Since the 2018 midterm elections, the Democratic Party has been split between the newly elected and far diverse freshmen/freshwomen class, which heavily leans left and the old leadership which is centrist with some even right of center. Pushing the Democrats into the left, according to Trump's strategy, will make it possible for his 2020 electoral campaign to peel away a portion of the centrist white Democrats from the party and get them to vote Republican.
Whites' share of the electorate is 73.3%, and the turn-out was 55.2% in the 2018 midterm elections. In the 2016 presidential elections, whites accounted for 73.6% of the electorate and 64.7% of the turn-out at the ballot box. Trump's electoral strategy is structured around driving as many white voters as possible to the Republicans and critically in swing states that weigh heavily in the Electoral College.
Indeed, the Republicans and Trump are fine in losing the popular vote as long as they can secure the Electoral College by peeling away white Democratic voters in swing states, and racism and Islamophobia are the tried and well-tested tools to achieve it.
Unquestioning support for Israel
Trump is also using the U.S.' unquestionable support for Israel as a second weapon for attacking Rep. Ilhan Omar and Rep. Rashida Tlaib due to their support for the Boycott, Divestment and Sanctions (BDS) movement and advocating for Palestinian human rights. Far from being principled, Trump is making a strategic electoral move by securing top pro-Israel donors as well as Christian evangelical support.
While American Jewish voters tend to vote Democratic, with 71% casting ballots for Hillary Clinton in the 2016 elections, Trump's strategy calls for exploiting the critical shifts underway in the Democratic Party that are beginning to sour on the unquestionable support for Israel. The fact that both Ilhan and Rashida have embraced the BDS movement and a sizable segment of the Democratic Party's rank and files are no longer committed to supporting Israel, it doesn't matter what opening Trump's campaign is exploiting.
Trump is counting on big pro-Israel donors to clear his path as well as possibly securing the votes of older Jewish Americans in the 2020 elections. The more Trump is able to fan the flames against the four women of color representatives on the Palestine, Israel and BDS front, the more the likelihood of peeling away older Jewish American voters in key battle states from the Democratic Party and possibly gaining the support or at least inspire the silence of major Jewish organizations for his racism and open embrace of white supremacy.
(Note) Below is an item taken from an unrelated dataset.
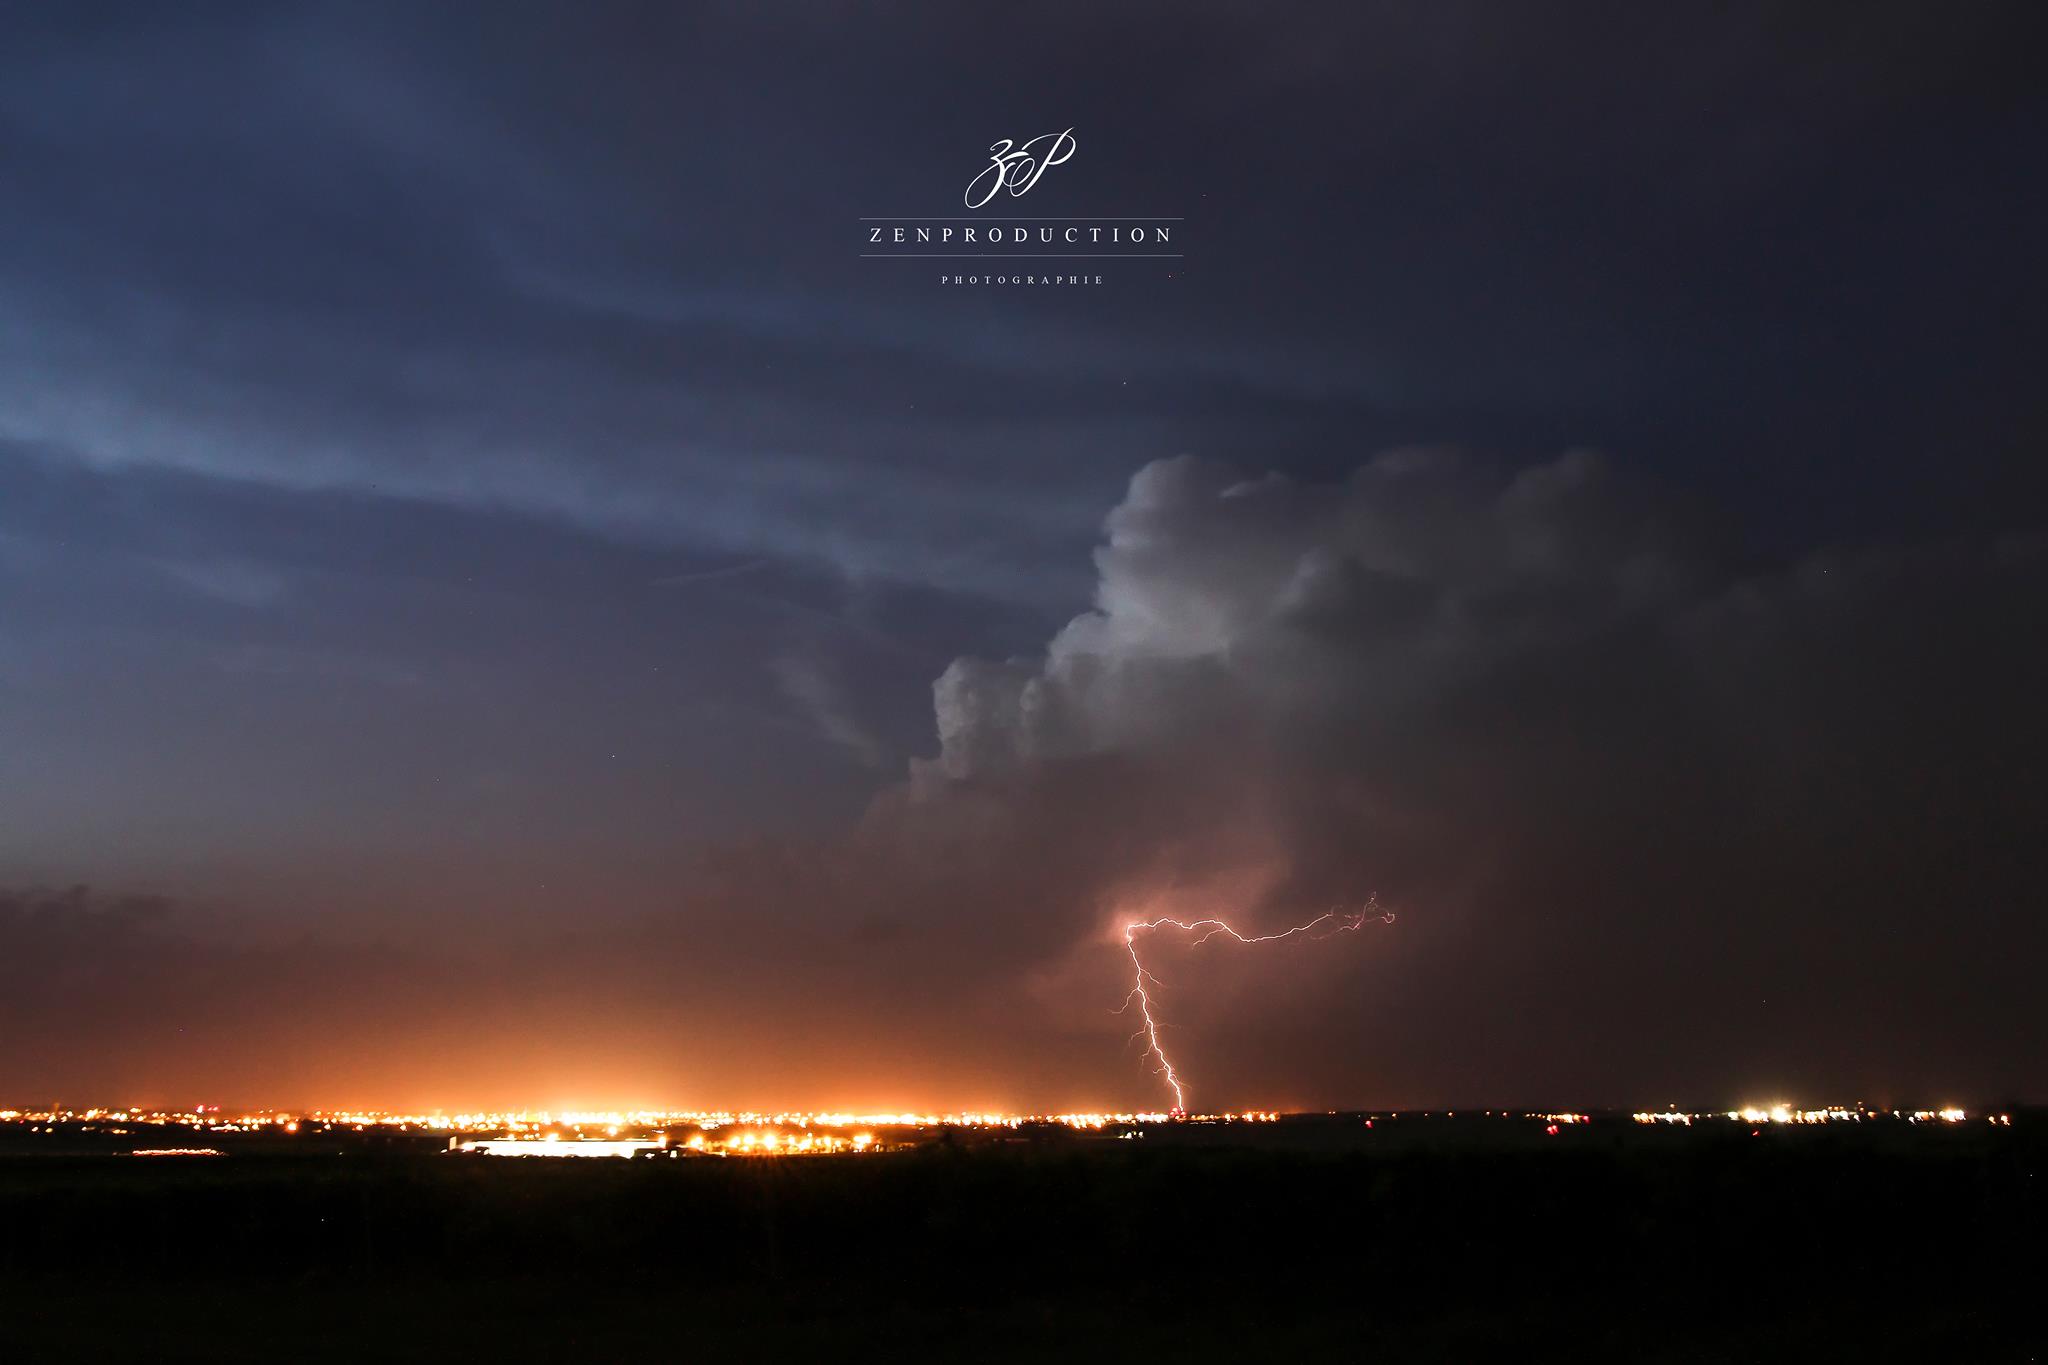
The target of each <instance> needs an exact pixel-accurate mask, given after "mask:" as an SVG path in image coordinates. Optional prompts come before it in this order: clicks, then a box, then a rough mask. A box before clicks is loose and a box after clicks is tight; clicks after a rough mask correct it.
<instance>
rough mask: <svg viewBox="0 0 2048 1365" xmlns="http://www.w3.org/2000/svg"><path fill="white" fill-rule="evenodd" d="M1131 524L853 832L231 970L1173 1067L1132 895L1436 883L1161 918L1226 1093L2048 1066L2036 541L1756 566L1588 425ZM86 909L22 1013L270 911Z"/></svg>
mask: <svg viewBox="0 0 2048 1365" xmlns="http://www.w3.org/2000/svg"><path fill="white" fill-rule="evenodd" d="M1096 561H1098V571H1100V585H1098V606H1096V610H1092V612H1090V614H1083V616H1081V618H1077V620H1075V622H1073V624H1069V626H1067V628H1065V630H1063V632H1059V634H1057V636H1055V639H1053V643H1051V647H1049V653H1047V657H1044V659H1038V661H1012V663H999V665H997V663H973V661H961V663H956V665H954V667H952V669H948V671H946V675H944V677H942V679H940V684H938V688H936V698H938V733H940V741H942V747H940V755H938V757H936V759H934V761H930V763H926V765H920V767H918V772H915V774H913V780H911V782H909V784H905V786H901V788H897V790H893V792H887V794H885V796H883V798H881V800H879V802H877V804H874V808H872V810H870V812H868V817H866V819H864V821H862V823H860V825H858V827H856V829H852V831H848V833H846V835H840V837H831V839H825V841H809V839H801V841H786V839H770V841H745V843H733V845H725V847H721V849H709V851H705V853H702V855H700V857H694V860H690V862H688V866H680V868H674V870H672V874H670V884H668V892H666V894H668V905H666V909H662V911H657V913H649V915H641V917H600V919H590V921H588V923H586V927H584V929H580V931H569V933H565V935H563V933H561V931H553V933H549V931H543V935H541V937H539V939H532V941H528V943H524V945H520V943H516V941H508V939H506V935H502V933H500V935H496V939H498V945H496V948H492V950H489V952H487V954H485V956H483V958H479V950H477V948H475V945H469V948H461V945H455V948H449V945H444V948H440V950H432V952H434V954H436V956H438V958H440V960H442V966H434V964H432V962H430V960H416V958H401V960H393V958H387V956H377V954H371V956H369V958H365V956H362V954H360V952H356V954H348V956H342V958H336V960H322V958H319V956H317V954H313V952H311V950H309V948H299V950H297V952H285V954H276V952H272V954H270V956H266V958H262V970H260V972H256V976H260V978H266V980H272V982H276V980H291V982H297V984H295V986H281V988H276V990H252V988H248V986H236V988H233V993H236V995H238V999H240V997H244V995H248V997H250V999H248V1005H246V1007H248V1009H250V1011H252V1015H254V1017H264V1011H281V1009H293V1005H289V1001H291V999H293V995H295V993H297V990H311V993H315V995H317V997H319V999H332V1001H356V1005H350V1009H354V1011H356V1013H354V1015H350V1017H360V1025H358V1027H362V1029H367V1031H371V1033H375V1036H379V1038H383V1036H393V1038H412V1036H422V1033H428V1036H430V1033H434V1029H440V1027H455V1025H453V1023H451V1019H459V1017H467V1019H471V1023H475V1021H479V1019H487V1021H489V1023H487V1027H485V1025H479V1027H477V1029H475V1031H473V1033H471V1040H469V1042H467V1044H463V1048H461V1050H459V1052H461V1056H465V1058H471V1060H469V1062H465V1066H471V1072H469V1074H471V1078H473V1085H477V1087H483V1089H489V1087H492V1085H510V1083H500V1081H496V1076H502V1074H508V1070H516V1068H510V1066H508V1060H506V1058H508V1056H510V1058H528V1060H530V1058H537V1056H549V1058H551V1056H553V1054H551V1052H549V1046H551V1044H549V1040H551V1038H553V1029H555V1015H553V1013H551V1011H545V1009H543V1011H541V1015H539V1017H535V1015H532V1013H526V1011H518V1009H510V1007H508V1005H504V1001H512V999H518V1001H551V999H573V997H575V995H578V993H580V990H590V988H600V990H602V995H604V1001H606V1017H614V1019H633V1021H637V1023H639V1025H641V1027H643V1029H647V1031H649V1036H647V1038H633V1040H625V1042H618V1044H612V1046H610V1050H608V1054H606V1060H604V1062H602V1064H600V1066H598V1070H600V1072H602V1074H604V1076H606V1081H604V1083H606V1085H610V1083H612V1076H618V1081H616V1083H618V1085H625V1083H627V1078H635V1076H639V1078H645V1076H666V1078H678V1085H680V1083H684V1078H686V1083H688V1085H692V1087H700V1089H698V1091H692V1093H700V1091H702V1089H705V1087H711V1089H715V1087H725V1091H721V1093H731V1091H741V1093H745V1097H748V1099H750V1101H754V1099H758V1101H762V1103H770V1101H774V1103H795V1101H797V1099H799V1095H801V1093H811V1095H815V1093H817V1091H831V1093H834V1095H846V1097H848V1099H852V1095H854V1093H856V1091H860V1089H862V1087H870V1093H874V1091H881V1093H887V1095H897V1097H905V1099H920V1101H928V1099H930V1097H932V1095H934V1093H952V1095H975V1097H981V1099H989V1101H1001V1103H1055V1105H1057V1103H1079V1101H1083V1099H1087V1101H1098V1103H1108V1101H1110V1099H1114V1097H1116V1095H1130V1093H1133V1091H1137V1089H1141V1087H1143V1072H1141V1068H1139V1062H1137V1060H1135V1058H1133V1056H1130V1054H1128V1050H1124V1048H1120V1042H1122V1036H1124V1031H1126V1027H1124V1023H1126V1021H1122V1019H1116V1017H1114V1015H1112V1013H1110V1007H1112V1005H1114V1003H1116V1001H1118V999H1120V997H1122V990H1124V988H1126V982H1122V976H1120V972H1122V968H1120V964H1122V954H1120V952H1118V945H1116V939H1114V931H1116V925H1118V923H1122V921H1124V919H1128V917H1137V915H1157V913H1178V915H1188V913H1221V915H1229V917H1233V919H1237V921H1243V923H1247V925H1260V927H1280V925H1284V923H1292V921H1298V919H1305V917H1311V915H1313V913H1319V911H1321V909H1325V907H1327V905H1331V902H1360V900H1364V898H1366V896H1368V894H1378V896H1380V898H1382V900H1384V902H1389V905H1395V907H1399V911H1401V917H1399V921H1397V923H1395V925H1391V927H1384V929H1374V933H1372V935H1362V937H1358V939H1343V941H1331V943H1323V945H1311V948H1309V950H1276V952H1270V954H1268V956H1260V954H1243V952H1229V950H1223V952H1219V950H1214V948H1206V950H1202V952H1192V950H1184V948H1174V945H1161V948H1159V950H1155V952H1157V954H1159V956H1157V958H1155V962H1153V966H1155V970H1157V972H1159V974H1161V978H1163V980H1165V982H1167V984H1165V988H1163V990H1161V999H1163V1001H1167V1011H1169V1015H1171V1019H1174V1023H1176V1025H1178V1029H1176V1033H1174V1042H1176V1046H1178V1048H1180V1050H1182V1058H1180V1060H1182V1064H1184V1070H1188V1074H1190V1076H1192V1078H1194V1081H1196V1085H1198V1087H1200V1089H1198V1095H1206V1097H1210V1099H1219V1101H1237V1103H1241V1101H1266V1099H1272V1101H1276V1103H1278V1101H1288V1103H1356V1101H1358V1099H1362V1097H1372V1099H1376V1101H1382V1103H1419V1101H1434V1103H1444V1101H1450V1103H1470V1101H1481V1099H1487V1101H1493V1099H1497V1097H1501V1095H1507V1093H1516V1095H1522V1093H1524V1091H1528V1095H1526V1097H1528V1099H1530V1101H1532V1103H1536V1101H1538V1099H1540V1097H1559V1095H1565V1097H1571V1099H1573V1101H1577V1103H1616V1105H1628V1103H1642V1101H1645V1099H1647V1097H1686V1099H1688V1101H1694V1099H1698V1101H1710V1103H1720V1101H1733V1099H1741V1097H1743V1095H1757V1093H1765V1091H1769V1093H1776V1091H1794V1093H1823V1091H1825V1093H1831V1095H1833V1093H1843V1095H1851V1093H1853V1095H1855V1097H1866V1099H1903V1101H1925V1099H1933V1097H1942V1095H1948V1097H1956V1095H1968V1097H1972V1099H1997V1097H2011V1095H2032V1093H2036V1091H2038V1087H2040V1074H2038V1056H2040V1048H2042V1042H2048V1040H2044V1038H2042V1019H2040V1011H2038V1009H2036V1007H2034V993H2032V984H2030V980H2028V970H2030V966H2028V964H2032V962H2034V960H2038V952H2040V950H2042V948H2048V943H2042V941H2040V933H2042V931H2040V923H2038V919H2036V917H2034V915H2032V909H2030V907H2036V905H2040V898H2042V894H2044V892H2048V870H2044V866H2042V862H2040V857H2038V853H2034V851H2032V831H2034V829H2038V827H2040V821H2042V817H2044V814H2048V808H2044V806H2048V794H2044V790H2042V786H2040V778H2038V774H2040V772H2042V765H2044V761H2048V724H2044V722H2042V716H2040V706H2038V696H2040V694H2042V692H2044V688H2048V651H2044V649H2042V645H2040V641H2038V639H2034V634H2032V632H2021V630H2015V624H2017V622H2032V620H2040V616H2042V612H2044V608H2048V555H2044V546H2042V542H2040V540H2028V538H2007V540H1999V542H1989V544H1978V542H1944V544H1931V546H1907V548H1896V551H1866V553H1855V555H1833V553H1815V555H1810V557H1804V559H1802V561H1798V563H1796V565H1790V567H1786V569H1782V571H1774V573H1765V575H1753V573H1741V571H1731V569H1729V567H1726V565H1729V557H1726V555H1724V553H1720V551H1718V546H1714V544H1712V542H1710V540H1706V538H1702V536H1698V534H1696V532H1688V530H1681V528H1677V526H1673V524H1671V518H1669V514H1667V512H1665V510H1663V508H1661V503H1659V501H1657V497H1655V495H1653V493H1651V491H1649V489H1640V487H1632V485H1630V483H1628V481H1626V479H1620V477H1616V473H1614V471H1612V469H1610V467H1608V465H1606V463H1604V460H1602V458H1597V456H1593V454H1583V452H1581V454H1567V456H1561V458H1556V460H1552V463H1548V465H1540V467H1532V469H1526V471H1522V473H1505V471H1501V469H1497V467H1493V465H1489V463H1485V460H1477V458H1470V456H1460V454H1454V452H1448V450H1411V452H1393V454H1384V456H1378V458H1376V460H1372V463H1368V465H1364V467H1360V469H1358V471H1356V473H1354V475H1352V477H1350V479H1346V481H1343V483H1341V485H1311V483H1298V481H1292V479H1286V477H1280V475H1264V477H1253V479H1247V477H1243V475H1241V473H1237V471H1231V469H1227V467H1221V465H1212V463H1200V460H1171V463H1161V465H1155V467H1149V469H1145V471H1141V473H1139V475H1137V479H1135V481H1133V487H1130V493H1128V497H1126V499H1124V501H1122V503H1120V505H1118V510H1116V512H1114V514H1112V516H1110V522H1108V536H1106V542H1104V546H1102V548H1100V551H1098V557H1096ZM842 743H852V739H842ZM68 913H70V919H66V917H63V915H59V913H57V911H55V909H47V907H45V909H43V911H39V915H23V913H20V911H16V913H14V919H12V921H10V925H12V929H10V933H12V935H16V937H23V935H27V950H23V948H20V945H16V954H14V956H16V960H23V962H39V964H43V966H39V968H35V970H31V972H29V974H25V976H23V980H20V982H18V986H16V993H14V1001H16V1007H18V1009H20V1011H27V1013H37V1011H43V1009H57V1007H59V1001H61V999H66V995H68V993H72V986H68V984H66V982H70V980H72V976H74V974H76V972H78V970H88V972H94V974H96V976H94V980H102V982H104V988H106V990H109V993H111V995H113V997H117V999H121V1001H127V1005H123V1009H119V1011H115V1013H113V1015H111V1017H109V1019H113V1021H119V1019H123V1017H127V1015H129V1013H133V1011H135V1009H137V1007H135V1001H143V1003H147V1001H162V999H168V997H172V995H176V986H174V984H172V982H174V980H178V972H186V970H197V968H190V966H188V964H190V962H201V964H207V962H213V960H211V958H209V954H215V952H225V954H242V952H246V950H225V948H221V950H209V948H201V945H199V943H203V941H211V939H207V937H205V935H199V939H193V941H188V943H186V945H184V948H182V950H180V952H176V954H156V952H147V954H141V952H127V950H125V948H123V945H125V943H133V941H135V935H137V933H141V929H137V925H135V917H133V915H129V913H127V911H121V909H119V907H117V909H113V911H98V913H90V915H88V913H84V909H80V907H68ZM57 925H68V927H63V937H61V939H59V937H53V935H55V927H57ZM80 925H84V927H80ZM94 925H96V929H94ZM94 935H100V937H106V939H109V943H106V945H104V948H102V945H100V943H96V941H88V939H94ZM57 941H61V943H70V945H72V948H74V952H72V954H70V956H63V954H61V952H57V950H53V948H51V943H57ZM82 941H86V945H84V948H78V943H82ZM479 960H483V962H487V966H483V968H479ZM180 962H182V964H186V966H178V964H180ZM236 962H238V956H229V960H227V962H225V964H215V966H213V978H215V980H227V978H238V976H248V974H250V972H244V970H242V966H236ZM51 964H55V968H53V966H51ZM453 964H461V966H453ZM166 972H170V976H168V978H166ZM377 972H385V976H377ZM379 980H381V982H383V984H377V982H379ZM395 980H399V982H403V984H401V986H393V982H395ZM428 982H440V984H432V986H430V984H428ZM422 995H432V999H434V1001H436V1005H434V1009H424V1007H422V1005H420V1003H418V1001H420V999H422ZM369 1001H383V1003H377V1005H373V1003H369ZM705 1019H717V1021H721V1023H719V1027H739V1029H741V1031H743V1033H745V1042H737V1044H733V1056H731V1058H727V1060H719V1058H711V1056H705V1052H702V1048H698V1046H684V1044H680V1042H678V1044H676V1046H666V1044H662V1042H659V1038H662V1033H664V1031H666V1029H682V1036H684V1038H686V1036H688V1031H690V1029H692V1027H702V1021H705ZM735 1019H737V1021H743V1023H733V1021H735ZM827 1021H829V1025H827ZM68 1027H72V1029H76V1033H74V1036H72V1038H74V1042H76V1038H78V1036H96V1033H98V1027H96V1025H78V1023H74V1025H68ZM821 1027H823V1029H825V1031H829V1038H817V1036H815V1033H817V1029H821ZM676 1048H680V1052H678V1050H676ZM258 1052H260V1050H258ZM147 1054H150V1048H147V1046H145V1048H141V1052H139V1056H147ZM756 1054H766V1056H774V1058H780V1060H776V1062H770V1064H762V1062H758V1060H754V1056H756ZM901 1056H918V1058H920V1060H918V1068H920V1070H918V1076H915V1078H905V1074H903V1072H901V1070H891V1064H889V1058H901ZM678 1058H686V1060H678ZM741 1058H745V1060H741ZM797 1058H801V1060H797ZM162 1060H164V1064H166V1066H170V1074H182V1072H178V1068H176V1064H174V1060H172V1058H170V1056H168V1054H166V1056H164V1058H162ZM250 1064H252V1066H254V1064H256V1062H250ZM549 1066H561V1064H559V1060H551V1062H549ZM143 1070H147V1068H143ZM543 1070H547V1068H543ZM236 1074H268V1072H262V1070H260V1068H258V1072H248V1070H238V1072H236ZM436 1074H438V1072H436ZM547 1074H555V1072H547ZM563 1074H567V1070H563ZM590 1074H596V1072H586V1083H588V1076H590ZM483 1076H489V1081H483ZM834 1087H838V1089H834ZM494 1093H502V1091H494Z"/></svg>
Trump's attacks are part of a strategy and are most likely carried out with polling and focus groups testing language and issues for the 2020 presidential election. The only path forward for Trump's re-election bid passes through intensifying racism and Islamophobia, which guarantees the white voter flight into the lap of the Republican Party.
Responding to Trump's strategy is an uphill battle for the Democratic Party considering the internal split and the unresolved nasty political fight that handed the nomination to Clinton in the 2016 elections. The Democrats must go back to their historical identity as the party of the working class and fighting for the regular person rather than the past 30-year attempt of being a softer copy of the Republicans. In order to win in 2020, the Democrats should embrace the diversity that came into office in 2018 while building a consensus for a new and bold social contract that can address and provide a vision for all Americans.